Thanks Eric and others. Mark I think you misunderstood my question. This has nothing to do with RAW and meta data. It has to do with the intrinsic sensitivity of CMOS sensors to Red Blue and Green.
|
|
Thanks Eric and others. Mark I think you misunderstood my question. This has nothing to do with RAW and meta data. It has to do with the intrinsic sensitivity of CMOS sensors to Red Blue and Green.
????
Would kind of explain WB oddities I sometimes see bellow 4400k, though, but I'd have thought it was closer to 5000+...
Would've been fun to know.
From where did you pull this?
I'd be surprised if this was really totally accurate.
As tro Mark. It is (in some circumstances) not irrelevant. At some WB the sensor response is "flat". The further beyond that you go either way, the more post-processing is done to ballance the image data. Some of that processing can be good. Some, not so much.
If it looks good, it's fine.
If you run into issues, it is good to know...
Hm... It's NOT close to 3200.
From what I see, I'd say 5000 at its lowest.
Just do a wb test and see where the response is flat and where you introduce gain and clamping (in the red and blue channels respectively).
The M was re-rated from 5600 to 5000 @ B30. But if that is really "clean" response... I am not sure.
Nice way to verify, is to look at plates from the R, G & B channel from the same image at different WB settings.
Expose a couple under tungsten/Daylight and peek at the separate channels to look at exposurelevels and noisegeneration at a given WB rating, look at the RGB waveforms, and I guess you'll get a hunch...
A lot of stuff has been "said" at various points.
Like "RedSpace is the best for everything". :)
Run tests, and make up a qualified opinion. Then choose, and check that what you've chosen actually works...
That the MX has better lowlight sensibility than the M, makes it less prone to tungsten noiseissues, as you have some extra headroom in the blue channel, and by slightly using that headroom in the lower range, to gain some headroom in the top in the RED by underexposing it 1.25 stops in the top (by shooting @ 800 ISO), thereby avoiding hard clamping in the RED channel @ tungsten is all good.
BUT it is not the same as saying that the flat response is close to 3200.
It's more of a philosophy thing as to what settings that averagely will give the most good results for the most users.
WHICH I BTW think is a perfectly good reasoning and a totally legitimate point for an advice.
Like RC3/RG3 will work "out of the box".
Mostly true for many applications, and probably the most of the userbase most of the time.
So listen.
The advice is good. If not arguably from a purely technical standpoint allways true. It is "true enough".
Edit:
I am a bit wary about publishing tests like these, these days, as they are easily interpreted as "stuff is noisy" or "not right"
I think they are good for a totally different purpose:
To see how a signal chain performs and learn to use and master it.
I am not saying there is anything wrong with it.

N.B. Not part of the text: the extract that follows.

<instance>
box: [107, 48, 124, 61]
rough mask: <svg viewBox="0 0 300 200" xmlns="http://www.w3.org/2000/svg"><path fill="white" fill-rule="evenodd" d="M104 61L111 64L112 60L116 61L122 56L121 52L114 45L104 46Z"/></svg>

But as it is too often interpreted as such, I have leant more and more towards suggesting ways to realitycheck statements, rather than publishing images to state a point...
:)
My original post stems from often reading about "noise" issues shooting Red MX under tungsten lights without any wart ten 80 filtration. I have read about these issues for Alexa or Nikon or Canon DSLRs.
We shot 80 percent of Spiderman under tungsten lights and have run tests to IMAX and it seems pretty clean.

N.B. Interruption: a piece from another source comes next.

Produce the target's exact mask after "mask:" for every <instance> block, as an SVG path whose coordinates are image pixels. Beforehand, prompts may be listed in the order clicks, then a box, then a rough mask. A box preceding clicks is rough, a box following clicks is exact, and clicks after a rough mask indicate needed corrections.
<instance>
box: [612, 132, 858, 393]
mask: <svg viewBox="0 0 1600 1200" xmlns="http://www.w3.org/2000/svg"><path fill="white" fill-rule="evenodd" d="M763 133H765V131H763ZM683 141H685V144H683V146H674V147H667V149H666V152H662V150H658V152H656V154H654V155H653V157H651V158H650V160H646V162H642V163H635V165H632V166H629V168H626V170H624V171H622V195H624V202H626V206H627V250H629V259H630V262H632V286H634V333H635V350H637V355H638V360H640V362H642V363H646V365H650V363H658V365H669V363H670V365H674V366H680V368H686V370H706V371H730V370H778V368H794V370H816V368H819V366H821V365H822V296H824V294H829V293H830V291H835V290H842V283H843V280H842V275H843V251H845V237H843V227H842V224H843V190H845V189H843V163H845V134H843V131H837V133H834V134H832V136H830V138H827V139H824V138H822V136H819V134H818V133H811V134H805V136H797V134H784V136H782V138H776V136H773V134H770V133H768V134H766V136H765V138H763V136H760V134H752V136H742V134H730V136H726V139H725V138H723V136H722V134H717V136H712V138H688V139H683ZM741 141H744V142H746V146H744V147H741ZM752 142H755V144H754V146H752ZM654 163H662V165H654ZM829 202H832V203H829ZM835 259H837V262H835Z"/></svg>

I recently did a series of readings to find and compare the noise threshold of Scarlet under daylight and tungsten at several apertures. I found that under tungsten light i did indeed run into noise sooner that under daylight, though for the most part it wasn't that significant. At stops between f5.8-f8 the difference in light levels ran from 12-25 fc, to rephrase; I needed 12-25 fc more tungsten light to get an image as clean as with a daylight source. So for most shooting it would seem that just walking your tungsten lights in a couple feet would compensate... If I understand my results correctly.
EDIT: corrected Lux to read fc
Last edited by Scott Crawley; 04-23-2012 at 11:46 AM.
I think a lot of tungsten "noise" arguments come from the original M sensor and it has been much less of an issue moving into R1MXs and EPICs.
Silly me. I don't even have much noise from the M... :)
The reason being you prob. didn't need to push the sensor by underexposing it - you prob gave enough exposure in the shadows and brought them down in post? - only speculating of course:)
An easy test is to put the body cap on. crank up the ISO to 3200-12800. press "video/false colors" and change the white balance. You will see a difference in the shadow exposure depending on
which White balance you set. - the exposure of the right half or left half of your sensor can be noticeably different.
With build 3x it has much improved and you prob won't see a difference below iso2000 depending on your sensor temp.
- Edit : since redgamma 3 crushes the blacks a bit it is easier too see in RedGamma2.